A couple of years ago, Fermilab invited a group of seventh graders to visit the laboratory to check out the various awesome things they have available for the public to see. Before the visit, the students were asked to write about what they thought scientists were like, and to draw a picture to go along with it. After the visit, they were asked to repeat the exercise. The results eye-opening. Here is an example I particularly liked, from a girl named Rachel :

### after

Most of the before pictures feature lab coats filled by older, white men without much hair. Many of the kids mentioned that they thought scientists were "a little bit crazy," and most represented their scientist as some sort of authority figure. The after-visit results are equally interesting; many of the comments seem astonished that scientists have families, and that they enjoy things other than science.

The phrase "regular people" comes up again and again in their after-visit writing. Students are usually pretty good at ignoring phrases that are deliberately emphasized. When you see a bunch students incorporate exactly the same phrase into a free-form writing assignment, it's usually something that an adult mentioned without anticipating the impact it would have. The concept that scientists could be "regular people" was evidently a bit of a shock.

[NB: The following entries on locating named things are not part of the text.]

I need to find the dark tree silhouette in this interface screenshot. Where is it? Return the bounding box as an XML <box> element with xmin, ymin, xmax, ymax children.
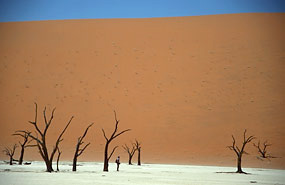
<box><xmin>253</xmin><ymin>141</ymin><xmax>277</xmax><ymax>160</ymax></box>
<box><xmin>24</xmin><ymin>103</ymin><xmax>73</xmax><ymax>172</ymax></box>
<box><xmin>72</xmin><ymin>123</ymin><xmax>93</xmax><ymax>171</ymax></box>
<box><xmin>3</xmin><ymin>144</ymin><xmax>17</xmax><ymax>165</ymax></box>
<box><xmin>13</xmin><ymin>130</ymin><xmax>37</xmax><ymax>165</ymax></box>
<box><xmin>56</xmin><ymin>147</ymin><xmax>62</xmax><ymax>171</ymax></box>
<box><xmin>228</xmin><ymin>129</ymin><xmax>255</xmax><ymax>173</ymax></box>
<box><xmin>122</xmin><ymin>144</ymin><xmax>136</xmax><ymax>165</ymax></box>
<box><xmin>134</xmin><ymin>140</ymin><xmax>141</xmax><ymax>166</ymax></box>
<box><xmin>102</xmin><ymin>111</ymin><xmax>131</xmax><ymax>172</ymax></box>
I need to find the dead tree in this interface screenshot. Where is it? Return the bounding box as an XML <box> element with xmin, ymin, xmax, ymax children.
<box><xmin>13</xmin><ymin>130</ymin><xmax>37</xmax><ymax>165</ymax></box>
<box><xmin>3</xmin><ymin>144</ymin><xmax>17</xmax><ymax>165</ymax></box>
<box><xmin>24</xmin><ymin>103</ymin><xmax>73</xmax><ymax>172</ymax></box>
<box><xmin>228</xmin><ymin>129</ymin><xmax>255</xmax><ymax>173</ymax></box>
<box><xmin>56</xmin><ymin>147</ymin><xmax>62</xmax><ymax>171</ymax></box>
<box><xmin>253</xmin><ymin>141</ymin><xmax>276</xmax><ymax>160</ymax></box>
<box><xmin>102</xmin><ymin>111</ymin><xmax>131</xmax><ymax>172</ymax></box>
<box><xmin>122</xmin><ymin>144</ymin><xmax>136</xmax><ymax>165</ymax></box>
<box><xmin>134</xmin><ymin>140</ymin><xmax>141</xmax><ymax>166</ymax></box>
<box><xmin>72</xmin><ymin>123</ymin><xmax>93</xmax><ymax>171</ymax></box>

Obviously this is anecdotal, and it's important not to read too much into it. It is, however, a useful example of the sort of challenges we face if we want society to understand science itself, rather than simply memorizing the things science produces. None of this is original to me. If you want an entertaining treatment of science in the media, check out Christopher Frayling's Mad, Bad and Dangerous?: The Scientist and the Cinema (I apologize for the bizarre question-mark colon thing).

The problem is that scientists do not spend enough time talking with the general public. Only a small minority of scientists take the trouble to arrange their findings in a form digestible by the lay audience, as Darwin did. When they do, it is almost never cutting-edge research that fills the pages. Very few scientists go on television or the radio. The practice today is to bring research to lay the audience only when it is neatly tied up (or, the research community feels that it is, anyway). There are those who do otherwise, but there is a negative stigma to it; scientists who announce their findings with press releases instead of peer-reviewed papers are usually regarded with suspicion.
Scientists have a responsibility to share what they do.

Over the next three weeks, I'm going to put that thought into action.

## I'm going to Kamchatka!

Posted by Russell on July 19, 2010 at 5:47 p.m.
I just got the reservations for my flight to Petropavlovsk-Kamchatsky for the International Workshop on Biodiversity, Molecular Biology and Biogeochemistry of Thermophiles, hosted by Moscow State University and Winogradsky Institute of Microbiology.

I've been working on the analysis of environmental samples from two sites at Uzon Caldera (about 10,000 Sanger reads from each sequenced at the JGI), and I'm hoping that I'll be able to reprocess the DNA here at the UC Davis Genome Center using some of our high-throughput machines. Licensing and customs restrictions will probably make it impossible to bring my own samples back, but I may be able to entrust them to a colleague with fancier credentials than my own.